At events from Pittsburgh to Grand Rapids, Michigan, to Philadelphia, to Raleigh, North Carolina, Clinton spoke in aspirational terms about “an open, inclusive, big-hearted America,” framing the choice Tuesday as one between “division and unity” and telling voters at each stop that “our core values are being tested in this election.” The day recalled her husband’s famous nonstop 30-hour, 4,106-mile trip from east to west before his sweeping victory over George H. W. Bush.

Clinton channeled what she described as “a sense of potential — of joy.”

On this Monday morning, her last on the campaign trail, Clinton stepped out of her van holding her iPhone, still FaceTiming with her granddaughter, Charlotte. She turned the camera to the reporters, showing Charlotte the press corps that has followed her now for 575 long days.

“You see the big plane?”

It was a far cry from the candidate who, just 10 days earlier, entered the homestretch of the campaign under the cloud of new questions raised by FBI director James Comey, who, close to Election Day disclosed a new inquiry related to Clinton’s private email server in a letter to Congress. In the days that followed, she felt the need to address the development in her stump speech in quite sharp terms.

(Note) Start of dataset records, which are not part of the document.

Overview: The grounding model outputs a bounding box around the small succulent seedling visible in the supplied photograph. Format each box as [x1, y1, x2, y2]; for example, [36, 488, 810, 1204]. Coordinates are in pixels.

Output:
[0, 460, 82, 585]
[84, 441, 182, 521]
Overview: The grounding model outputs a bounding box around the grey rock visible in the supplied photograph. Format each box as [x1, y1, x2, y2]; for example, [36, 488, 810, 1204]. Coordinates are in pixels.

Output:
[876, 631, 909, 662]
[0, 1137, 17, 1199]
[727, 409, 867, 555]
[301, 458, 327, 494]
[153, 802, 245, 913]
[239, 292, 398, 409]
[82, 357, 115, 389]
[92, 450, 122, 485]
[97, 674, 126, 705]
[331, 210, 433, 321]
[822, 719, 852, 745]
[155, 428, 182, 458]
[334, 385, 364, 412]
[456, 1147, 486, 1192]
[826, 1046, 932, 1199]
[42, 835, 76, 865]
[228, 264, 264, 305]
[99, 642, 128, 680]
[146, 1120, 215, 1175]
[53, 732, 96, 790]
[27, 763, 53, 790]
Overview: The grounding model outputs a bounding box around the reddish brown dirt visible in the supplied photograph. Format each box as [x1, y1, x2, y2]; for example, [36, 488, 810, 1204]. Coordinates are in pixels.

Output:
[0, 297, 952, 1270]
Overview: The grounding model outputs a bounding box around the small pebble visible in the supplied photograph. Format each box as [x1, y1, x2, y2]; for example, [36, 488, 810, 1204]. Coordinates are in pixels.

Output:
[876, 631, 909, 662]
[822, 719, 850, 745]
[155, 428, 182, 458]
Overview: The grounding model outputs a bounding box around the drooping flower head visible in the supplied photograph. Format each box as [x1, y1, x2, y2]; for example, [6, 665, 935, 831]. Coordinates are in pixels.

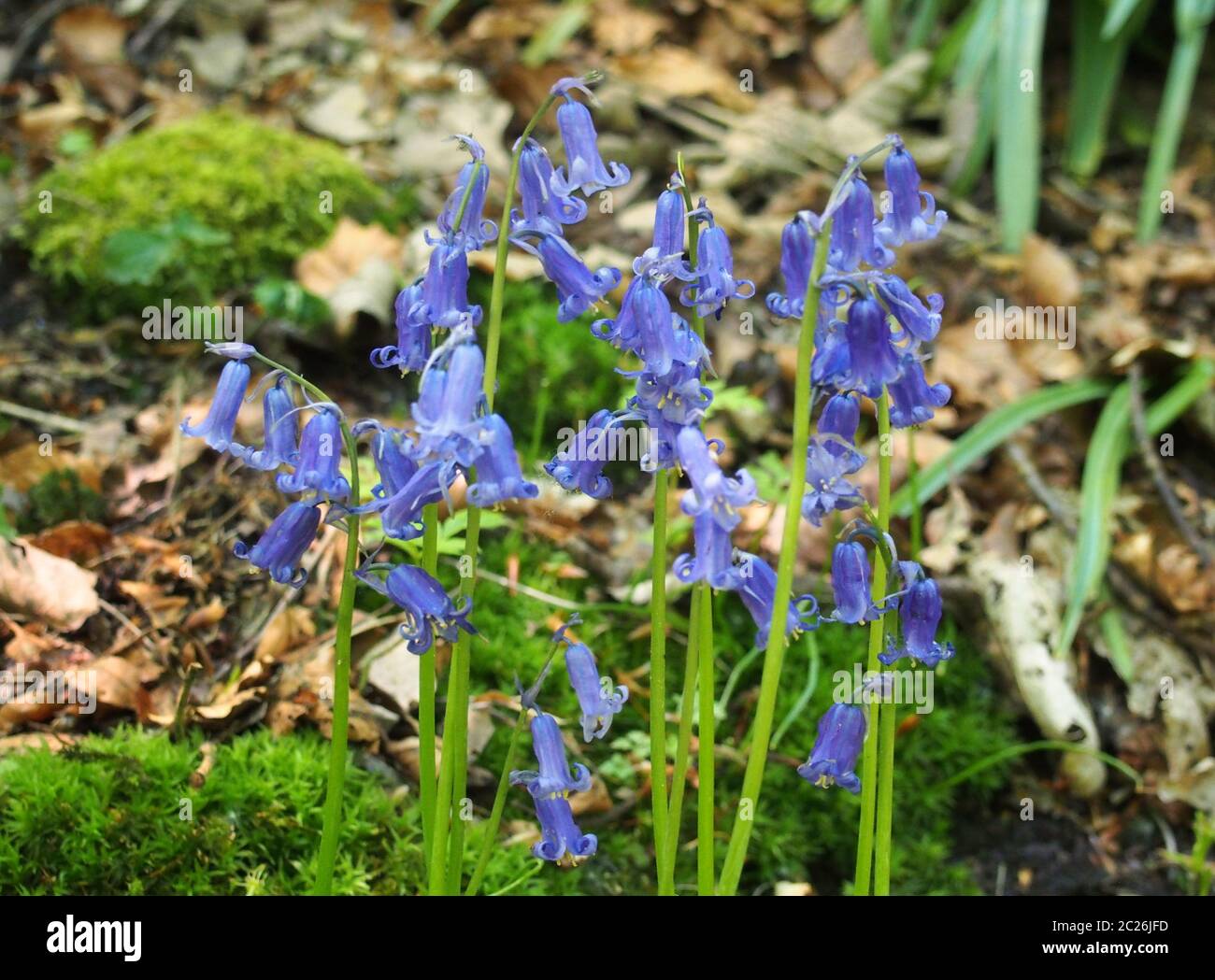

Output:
[768, 211, 819, 319]
[371, 283, 432, 372]
[676, 426, 756, 531]
[181, 358, 250, 455]
[738, 551, 819, 649]
[510, 712, 591, 799]
[522, 794, 599, 867]
[550, 78, 629, 197]
[242, 374, 299, 471]
[232, 501, 321, 589]
[879, 561, 954, 668]
[276, 405, 350, 501]
[797, 704, 866, 793]
[355, 564, 477, 656]
[468, 414, 539, 507]
[558, 631, 628, 742]
[511, 232, 620, 323]
[510, 137, 587, 235]
[887, 353, 952, 429]
[406, 242, 481, 331]
[679, 198, 756, 317]
[878, 136, 949, 247]
[672, 510, 742, 589]
[837, 296, 899, 398]
[544, 408, 614, 501]
[827, 170, 894, 272]
[426, 135, 498, 250]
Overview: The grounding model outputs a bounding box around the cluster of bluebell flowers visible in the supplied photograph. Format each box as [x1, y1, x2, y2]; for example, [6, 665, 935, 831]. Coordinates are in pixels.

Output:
[181, 128, 539, 655]
[509, 615, 628, 866]
[768, 136, 954, 793]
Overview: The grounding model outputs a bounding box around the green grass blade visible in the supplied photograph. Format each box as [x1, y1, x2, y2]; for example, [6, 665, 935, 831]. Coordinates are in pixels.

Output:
[1054, 381, 1131, 657]
[1137, 0, 1215, 242]
[1065, 0, 1151, 178]
[908, 0, 940, 51]
[995, 0, 1046, 251]
[1054, 358, 1215, 657]
[1101, 0, 1151, 41]
[863, 0, 892, 64]
[520, 0, 591, 68]
[891, 379, 1113, 518]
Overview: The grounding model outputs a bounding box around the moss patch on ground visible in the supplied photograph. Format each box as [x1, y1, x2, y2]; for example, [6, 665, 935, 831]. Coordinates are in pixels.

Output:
[19, 110, 383, 319]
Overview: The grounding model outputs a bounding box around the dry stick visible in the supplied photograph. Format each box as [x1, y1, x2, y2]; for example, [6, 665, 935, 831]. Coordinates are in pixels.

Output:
[1130, 362, 1211, 568]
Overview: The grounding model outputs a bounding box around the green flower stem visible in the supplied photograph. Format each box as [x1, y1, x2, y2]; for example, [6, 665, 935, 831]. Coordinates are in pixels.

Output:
[659, 589, 700, 895]
[1137, 18, 1209, 242]
[418, 504, 438, 867]
[650, 470, 672, 894]
[699, 582, 717, 895]
[429, 73, 585, 894]
[465, 708, 527, 895]
[853, 390, 894, 895]
[718, 215, 836, 895]
[245, 353, 360, 895]
[869, 390, 898, 895]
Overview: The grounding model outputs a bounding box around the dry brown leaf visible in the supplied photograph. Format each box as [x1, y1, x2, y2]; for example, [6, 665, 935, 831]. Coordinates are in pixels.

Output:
[51, 6, 140, 114]
[1021, 234, 1081, 306]
[0, 538, 101, 631]
[295, 218, 402, 335]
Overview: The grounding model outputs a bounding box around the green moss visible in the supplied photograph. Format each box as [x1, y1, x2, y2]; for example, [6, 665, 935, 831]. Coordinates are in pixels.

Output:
[20, 112, 381, 317]
[0, 728, 422, 895]
[471, 276, 624, 461]
[17, 470, 106, 534]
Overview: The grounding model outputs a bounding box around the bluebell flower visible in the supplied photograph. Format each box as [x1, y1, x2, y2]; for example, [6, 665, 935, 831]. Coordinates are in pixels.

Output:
[810, 316, 851, 388]
[242, 374, 299, 471]
[679, 208, 756, 317]
[426, 136, 498, 250]
[672, 510, 742, 589]
[878, 561, 954, 668]
[676, 426, 756, 531]
[768, 211, 818, 319]
[522, 794, 599, 867]
[878, 276, 945, 344]
[633, 174, 696, 282]
[831, 540, 879, 623]
[802, 436, 865, 527]
[550, 94, 629, 197]
[232, 501, 321, 589]
[355, 564, 477, 656]
[510, 712, 591, 799]
[819, 392, 865, 473]
[827, 171, 894, 272]
[544, 408, 614, 501]
[627, 277, 679, 383]
[629, 354, 713, 425]
[371, 283, 432, 372]
[738, 551, 819, 649]
[887, 353, 952, 429]
[413, 333, 485, 466]
[878, 137, 949, 247]
[181, 358, 250, 455]
[406, 242, 481, 331]
[517, 234, 620, 323]
[276, 405, 350, 501]
[350, 459, 461, 542]
[838, 296, 899, 398]
[797, 703, 866, 794]
[468, 414, 539, 507]
[510, 137, 587, 234]
[561, 634, 628, 742]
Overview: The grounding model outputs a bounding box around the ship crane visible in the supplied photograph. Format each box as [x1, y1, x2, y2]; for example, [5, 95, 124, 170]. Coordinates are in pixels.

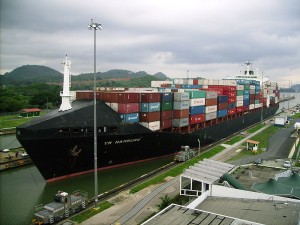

By the middle of last week, though, aides felt they had turned a corner on the controversy, finishing in the mode of a campaign confident in its robust get-out-the-vote operation and a candidate at ease with herself and the state of the race, seeming to savor these final days.


She brought old friends on the plane: Cheryl Mills, Maggie Williams, Capricia Marshall. She hung out backstage with Beyoncé and Jay Z in Cleveland. She made one last church stop in Philadelphia and bellowed, as she has most Sundays on the campaign trail, that “this is the day the lord has made — let us rejoice and be glad in it.” She told stories about her late mother on the stump. And in one moment of release, as a sudden downpour crashed down on a crowd in Pembroke Pines, Florida, her pantsuit speckled with rain, she lifted her arms to the sky. By the time Comey released a second letter, this one stating that the new inquiry had concluded nothing of consequence, Clinton didn’t bother to mention it.

“We just have to work until the last vote count is in. We are on a good track,” she told her press corps before mounting the stairs to the front cabin of her Boeing 737.

In Pittsburgh, at an outdoor rally colored by fall leaves, Clinton spotted a “Coal Miners for Hillary” sign in the crowd. “I’ll tell you sir,” she said, diverting from her speech, “I know how hard times are, and as I have said, and you can take it to the bank, I will not forget you.” In Grand Rapids, she took time to tell the story of her mother, who had been abandoned as a child by her family, and taught Clinton the importance of small acts of kindness. In Philadelphia, she told a crowd of 33,000, her largest of either her 2008 or 2016 campaigns, that she “regretted deeply how angry the tone of the campaign became,” before a voter in the crowd shouted, “It’s not your fault!” And in Raleigh, taking the stage around 1 a.m. in a brightly lit college arena, Clinton watched a performance by Lady Gaga, took the stage, and joked, “You know, this is so energizing. We could keep going.”

One aide described the mood on Monday among the candidate and her staff as “light.”

Through the day, the Clinton traveling party took on a celebratory feel. Senior operatives who have spent the year holed up in Clinton’s Brooklyn headquarters hopped on the plane for the final swing. Jon Bon Jovi joined for one leg. Press secretary Nick Merrill commandeered the overhead PA. (“Will Capricia Marshall please report to the principal’s office?”) Marshall danced and clapped paces from the spot where Lady Gaga danced on a piano. Communications director Jennifer Palmieri sported a new “I Believe That She Will Win” pin on her denim duster jacket. Bill Clinton teased the press from the front cabin as reporters called for a late-night gaggle. And campaign vice chair Huma Abedin, one of Clinton’s closest and longest-serving aides, absent from the road after being embroiled in the FBI news, made her return on the flight to Raleigh to see her boss put on one final rally in the coliseum at North Carolina State University.

It was 3:30 a.m. by the time Clinton’s plane landed back in White Plains.

Waiting for her on the tarmac, a few hundred supporters and staffers jumped and cheered, shivering in the cold. The campaign anthem “Fight Song” blasted from the hangar. Clinton stepped down from her plane, wearing glasses and bright red gloves, looking tired, but let out a big smile, a wave, and worked the last ropeline of her campaign.